Again, this is a long standing feature and one I have been looking forward to explaining, highlighting, and providing examples for.  However, I have had a kind of writers block for many reasons: mainly that it ties into Syslog, Logrotate, and XenCenter, but also that there is a tradeoff.

I mentioned before that Syslog can forward messages to other hosts.  Furthermore, it can forward Syslog messages to other hosts without writing a copy of the log to local disk.  What this means is that a single XenServer or a pool of XenServers can send their log data to a "Syslog Aggregator".

The trade off is that one cannot generate a server status report via XenCenter, but instead gather the logs from the Syslog aggregate server and manually submit them for review.  That being said, one can ensure that low root disk space is not nearly as high of a concern on the "Admin Todo List" and can retain vast amounts of log data for a deployment of any size: based on dictated industry practices or for, sarcastically, nostalgic purposes.

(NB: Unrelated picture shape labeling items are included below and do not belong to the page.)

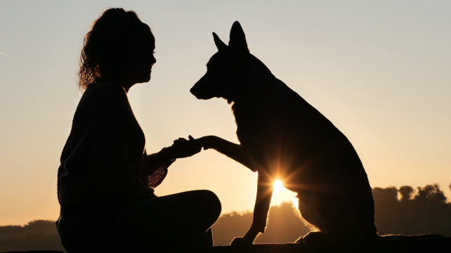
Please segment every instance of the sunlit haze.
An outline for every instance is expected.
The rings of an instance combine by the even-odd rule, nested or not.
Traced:
[[[0,226],[59,213],[56,174],[81,94],[83,37],[107,7],[135,11],[156,38],[149,83],[129,100],[148,153],[178,137],[238,143],[230,105],[190,87],[241,23],[251,53],[351,141],[372,187],[451,183],[450,1],[1,1]],[[291,201],[276,186],[273,204]],[[217,194],[251,210],[255,174],[214,150],[176,161],[156,188]]]

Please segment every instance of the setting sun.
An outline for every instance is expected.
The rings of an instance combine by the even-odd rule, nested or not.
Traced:
[[[283,189],[283,183],[279,179],[274,181],[274,191],[279,191]]]

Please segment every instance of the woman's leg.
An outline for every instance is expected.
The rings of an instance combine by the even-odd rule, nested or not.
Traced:
[[[138,241],[192,245],[204,236],[219,217],[221,209],[218,197],[206,190],[150,198],[126,211],[127,227],[138,232]]]
[[[70,253],[207,246],[221,209],[218,197],[205,190],[149,198],[131,207],[93,207],[67,216],[60,235]]]

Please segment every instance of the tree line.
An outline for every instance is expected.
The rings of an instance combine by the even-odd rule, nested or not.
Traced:
[[[451,237],[451,203],[438,185],[374,188],[372,192],[379,235],[435,233]],[[242,236],[251,222],[251,212],[222,214],[212,228],[214,245],[228,245],[234,237]],[[256,243],[291,242],[308,231],[293,205],[284,202],[270,207],[266,231]],[[64,251],[54,221],[0,226],[0,252],[44,249]]]

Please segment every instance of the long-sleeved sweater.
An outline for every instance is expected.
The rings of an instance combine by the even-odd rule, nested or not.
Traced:
[[[174,162],[164,149],[148,155],[145,139],[126,92],[118,84],[94,83],[84,93],[58,171],[61,210],[127,205],[155,197]]]

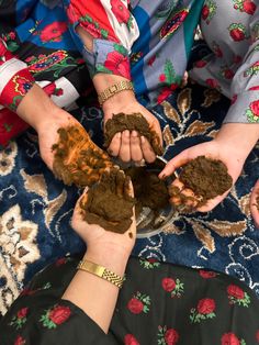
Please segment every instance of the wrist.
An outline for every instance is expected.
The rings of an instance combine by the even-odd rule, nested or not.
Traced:
[[[215,142],[228,155],[246,160],[259,138],[259,126],[249,123],[226,123],[218,131]]]
[[[106,74],[98,74],[93,78],[93,84],[98,94],[106,90],[108,88],[119,84],[120,81],[130,81],[126,78],[106,75]],[[111,98],[106,99],[102,105],[104,113],[112,112],[116,113],[119,111],[123,111],[125,105],[128,103],[136,102],[136,97],[133,90],[121,90],[117,93],[114,93]]]
[[[36,84],[18,107],[18,115],[38,132],[41,126],[58,118],[60,109],[48,98]]]
[[[131,252],[111,246],[89,247],[83,259],[104,266],[105,268],[123,276],[130,258]]]

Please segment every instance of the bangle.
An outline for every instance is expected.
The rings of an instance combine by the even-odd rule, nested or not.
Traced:
[[[115,285],[120,289],[122,288],[124,278],[117,276],[116,274],[106,269],[103,266],[100,266],[98,264],[94,264],[88,260],[81,260],[78,264],[77,269],[88,271],[89,274],[92,274],[94,276],[98,276],[102,279],[110,281],[111,283]]]
[[[110,86],[104,91],[100,92],[98,94],[98,100],[99,100],[100,105],[102,107],[102,104],[106,100],[109,100],[114,94],[122,92],[124,90],[132,90],[134,92],[134,87],[133,87],[132,81],[121,80],[121,81]]]

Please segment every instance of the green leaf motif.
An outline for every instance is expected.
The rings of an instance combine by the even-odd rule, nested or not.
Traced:
[[[127,49],[123,45],[115,43],[113,47],[116,52],[121,53],[123,56],[127,56]]]
[[[101,64],[97,64],[95,68],[97,68],[98,71],[103,71],[105,74],[112,74],[112,71],[110,69],[108,69],[106,67],[104,67]]]
[[[18,45],[16,42],[14,42],[14,41],[9,41],[9,42],[7,43],[7,45],[8,45],[8,49],[9,49],[11,53],[15,52],[15,51],[19,48],[19,45]]]

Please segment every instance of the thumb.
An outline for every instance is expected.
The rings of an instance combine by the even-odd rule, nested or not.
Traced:
[[[173,157],[171,160],[168,162],[168,164],[161,170],[158,177],[162,179],[165,177],[172,175],[178,168],[180,168],[188,162],[189,162],[188,149],[184,149],[179,155],[177,155],[176,157]]]
[[[127,197],[134,198],[134,188],[133,188],[132,179],[130,176],[126,176],[125,178],[124,193]]]

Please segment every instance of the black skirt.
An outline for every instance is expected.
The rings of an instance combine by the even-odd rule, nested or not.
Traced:
[[[0,323],[1,345],[256,345],[259,301],[226,275],[131,258],[109,334],[61,300],[78,258],[38,272]],[[108,296],[109,299],[109,296]]]

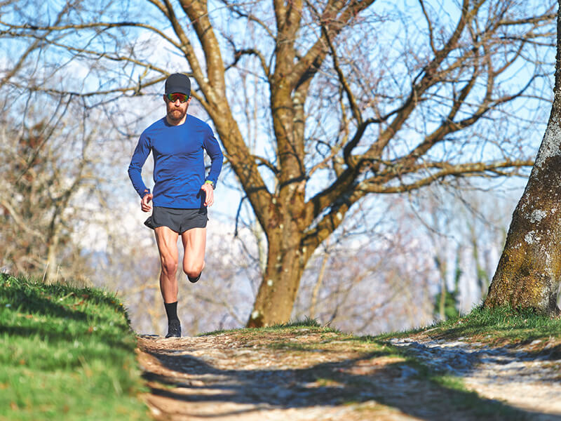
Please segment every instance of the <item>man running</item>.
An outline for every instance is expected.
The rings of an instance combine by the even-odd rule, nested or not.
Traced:
[[[187,115],[191,102],[191,82],[182,74],[165,80],[166,116],[140,135],[128,176],[140,196],[144,212],[152,208],[144,225],[154,229],[160,253],[160,289],[168,314],[168,335],[181,336],[177,317],[177,237],[181,235],[184,255],[183,272],[196,282],[205,267],[207,206],[214,203],[214,189],[222,167],[223,155],[212,130],[203,121]],[[212,163],[205,178],[203,149]],[[148,155],[154,157],[154,192],[142,180],[142,168]]]

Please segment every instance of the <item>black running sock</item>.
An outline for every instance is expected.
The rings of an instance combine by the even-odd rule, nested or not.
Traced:
[[[165,312],[168,314],[168,321],[170,322],[172,320],[179,320],[177,319],[177,302],[164,302],[164,307],[165,307]]]

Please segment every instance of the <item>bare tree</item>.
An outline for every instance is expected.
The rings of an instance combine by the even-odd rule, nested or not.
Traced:
[[[560,2],[561,7],[561,2]],[[513,215],[485,306],[559,314],[561,279],[561,15],[557,18],[553,104],[536,162]]]
[[[86,64],[90,82],[73,92],[88,106],[161,83],[168,65],[154,51],[164,46],[184,60],[267,239],[248,326],[290,318],[314,250],[367,195],[532,165],[523,148],[532,119],[517,107],[542,99],[550,2],[462,0],[447,3],[450,14],[426,0],[405,11],[374,0],[147,4],[125,15],[110,3],[69,1],[55,23],[12,6],[0,30],[41,40],[58,62]],[[266,111],[259,150],[235,107],[239,72]],[[45,86],[31,88],[70,89]]]
[[[84,218],[81,201],[96,181],[88,159],[95,133],[86,135],[83,121],[69,121],[68,103],[48,115],[43,100],[32,95],[27,110],[14,101],[25,110],[23,121],[9,116],[13,108],[0,123],[0,266],[48,283],[87,283],[90,271],[76,229]]]

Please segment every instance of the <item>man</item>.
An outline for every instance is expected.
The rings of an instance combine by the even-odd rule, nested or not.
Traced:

The principles with Syslog and logrotate.conf will apply to the Syslog Aggregator as what good is a Syslog server if not configured properly as to ensure it does not fill itself up?  The requirements to instantiate a Syslog aggregation server, configure the forwarding of Syslog messages, and so forth are quite simple:

  1. Port 514 must be opened on the network
  2. The Syslog aggregation server must be reachable - either by being on the same network segment or not - by each XenServer host
  3. The Syslog aggregation server can be a virtual or physical machine; Windows or Linux-based with either a native Syslog daemon configured to receive external host messages or using a Windows-based Syslog solution offering the same "listening" capabilities.
  4. The Syslog aggregation server must have a static IP assigned to it
  5. The Syslog aggregation server should be monitored and tuned just as if it were Syslog/logrotate on a XenServer
  6. For support purposes, logs should be easily copied/compressed from the Syslog aggregation server - such as using WinSCP, scp, or other tools to copy log data for support's analysis

The quickest means to establish a simple virtual or physical Syslog aggregation server - in my opinion - is to reference the following two links.  These describe the installation of a base Debian-based system with specific intent to leverage Rsyslog for the recording of remote Syslog messages sent to it over UDP port 514 from one's XenServers:

http://www.aboutdebian.com/syslog.htm

http://www.howtoforge.com/centralized-rsyslog-server-monitoring

Alternatively, the following is an all-in-one guide (using Debian) with Syslog-NG:

http://www.binbert.com/blog/2010/04/syslog-server-installation-configuration-debian/

Once the server is instantiated and ready to record remote Syslog messages, it is time to open XenCenter.  Right click on a pool master or stand-alone XenServer and select "Properties":


In the window that appear - in the lower left-hand corner - is an option for "Log Destination":

To the right, one should notice the default option selected is "Local".  From there, select the "Remote" option and enter the IP address (or FQDN) of the remote Syslog aggregate server as follows:

Finally, select "OK" and the stand-alone XenServer (or pool) will update its Syslog configuration, or more specifically, /var/lib/syslog.conf.  The reason for this is so Elastic Syslog can take over the normal duties of Syslog: forwarding messages to the Syslog aggregator accordingly.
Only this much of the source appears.